Why I'm Not Apologizing for Being 'That Mom'
A while back, I was explaining a therapy I believe had been so beneficial for Colin. I gushed about his progress and my hopes for the future. I shared that our family life had greatly improved because of the therapy he was receiving. I said I wish all children had access to therapy and resources.
This person looked at me and said, “Are you gonna be one of ‘those’ parents someday?”
Sir, I am one of those parents…
…and I’m not sorry about it.
I’ve grown as a person and as a mom, and while I am sorry, it’s for different reasons:
- I’m sorry the world isn’t always welcoming to those who are different.
- I’m sorry that me fighting for my son is considered a nuisance to others.
- I’m sorry I even have to fight for my son to get the things he needs in order to be successful in this life.
- I’m sorry there are people out there who believe he deserves less than the best.
- I’m sorry that not everyone has the access to therapies and resources they need, requiring me to fight for said access.
- I’m sorry that “advocacy” is seen as a bad word to people outside of the parenting disability community.
- I’m sorry that others don’t see the need for change that so many of us are desperately striving to achieve.
If your child needed something, regardless of a diagnosis, wouldn’t you speak up for them? The problem is, when your child has autism like mine does, I’m left speaking up a lot more often… and I’m sorry some people have a problem with that.

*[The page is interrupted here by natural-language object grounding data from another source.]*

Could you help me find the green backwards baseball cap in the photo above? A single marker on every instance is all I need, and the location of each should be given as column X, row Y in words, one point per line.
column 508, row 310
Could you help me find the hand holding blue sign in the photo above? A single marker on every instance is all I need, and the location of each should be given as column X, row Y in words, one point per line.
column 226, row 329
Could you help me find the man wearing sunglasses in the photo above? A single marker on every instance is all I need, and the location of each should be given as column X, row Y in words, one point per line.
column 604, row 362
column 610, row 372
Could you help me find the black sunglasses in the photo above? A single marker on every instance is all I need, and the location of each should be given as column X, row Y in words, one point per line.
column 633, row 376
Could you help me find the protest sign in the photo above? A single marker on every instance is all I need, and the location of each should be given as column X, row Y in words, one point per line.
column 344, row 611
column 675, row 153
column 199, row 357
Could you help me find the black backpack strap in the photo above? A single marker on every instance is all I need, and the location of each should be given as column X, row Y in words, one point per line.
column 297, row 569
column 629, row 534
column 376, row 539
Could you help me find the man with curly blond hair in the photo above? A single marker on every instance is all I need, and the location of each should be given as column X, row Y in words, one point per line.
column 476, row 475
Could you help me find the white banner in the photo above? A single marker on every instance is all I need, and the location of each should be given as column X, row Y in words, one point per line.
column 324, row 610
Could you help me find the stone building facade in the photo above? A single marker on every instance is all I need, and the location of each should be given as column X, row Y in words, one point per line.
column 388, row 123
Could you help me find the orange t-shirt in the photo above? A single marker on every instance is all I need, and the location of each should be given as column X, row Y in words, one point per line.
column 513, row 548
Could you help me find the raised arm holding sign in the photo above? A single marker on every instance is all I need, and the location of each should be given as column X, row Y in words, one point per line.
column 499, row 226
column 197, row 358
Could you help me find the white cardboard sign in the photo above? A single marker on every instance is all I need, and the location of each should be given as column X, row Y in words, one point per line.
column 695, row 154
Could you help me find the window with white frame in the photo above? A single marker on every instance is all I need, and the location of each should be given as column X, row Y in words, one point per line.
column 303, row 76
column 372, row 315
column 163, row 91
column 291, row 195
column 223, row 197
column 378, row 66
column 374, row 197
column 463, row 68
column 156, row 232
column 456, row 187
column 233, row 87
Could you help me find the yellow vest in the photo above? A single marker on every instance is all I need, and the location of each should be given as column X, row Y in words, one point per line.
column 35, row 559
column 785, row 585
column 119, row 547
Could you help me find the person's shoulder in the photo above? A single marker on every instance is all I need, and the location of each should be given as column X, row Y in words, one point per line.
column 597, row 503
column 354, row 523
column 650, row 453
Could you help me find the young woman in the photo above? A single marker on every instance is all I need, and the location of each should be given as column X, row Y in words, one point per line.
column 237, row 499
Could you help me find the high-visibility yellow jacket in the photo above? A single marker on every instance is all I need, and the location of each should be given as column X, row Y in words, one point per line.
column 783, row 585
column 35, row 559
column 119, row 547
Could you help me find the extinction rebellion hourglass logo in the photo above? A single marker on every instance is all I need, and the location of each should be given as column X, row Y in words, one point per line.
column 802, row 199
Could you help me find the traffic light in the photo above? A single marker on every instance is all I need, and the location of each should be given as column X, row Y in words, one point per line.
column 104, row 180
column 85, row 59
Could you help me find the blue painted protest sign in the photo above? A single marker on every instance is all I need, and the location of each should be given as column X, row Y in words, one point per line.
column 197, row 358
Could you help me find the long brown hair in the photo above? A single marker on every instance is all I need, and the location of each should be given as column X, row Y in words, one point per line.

“Mom” carries with it so many monumental responsibilities, one of those being “make sure your child has what they need.” I am Colin’s mom, and it is my duty to speak up when necessary. I understand this will give me a new title: “that mom.” And you know what? I’m OK with that, because to me, “that mom” means you’re about to encounter a Mama Bear who loves her child enough to fight for him.
This might embarrass him someday, I don’t know for sure. This might earn me a reputation around town that most don’t want to deal with… but I hope not.
I hope that my outspokenness and willingness to advocate for my child, and others like him, will spark big change. I hope that my actions inspire others to step out and be heard. I hope that my words and actions aren’t in vain, and Colin gets to grow up feeling loved and respected for who he is. Most of all, I hope that Colin grows up knowing his mom was “that mom” because she loved him fiercely and only wanted the very best for him.
So if you are also “that mom,” then congratulations for doing the most you can to support your child. Good luck as you continue on your child’s autism journey. I am honored to be a part of this tribe with you!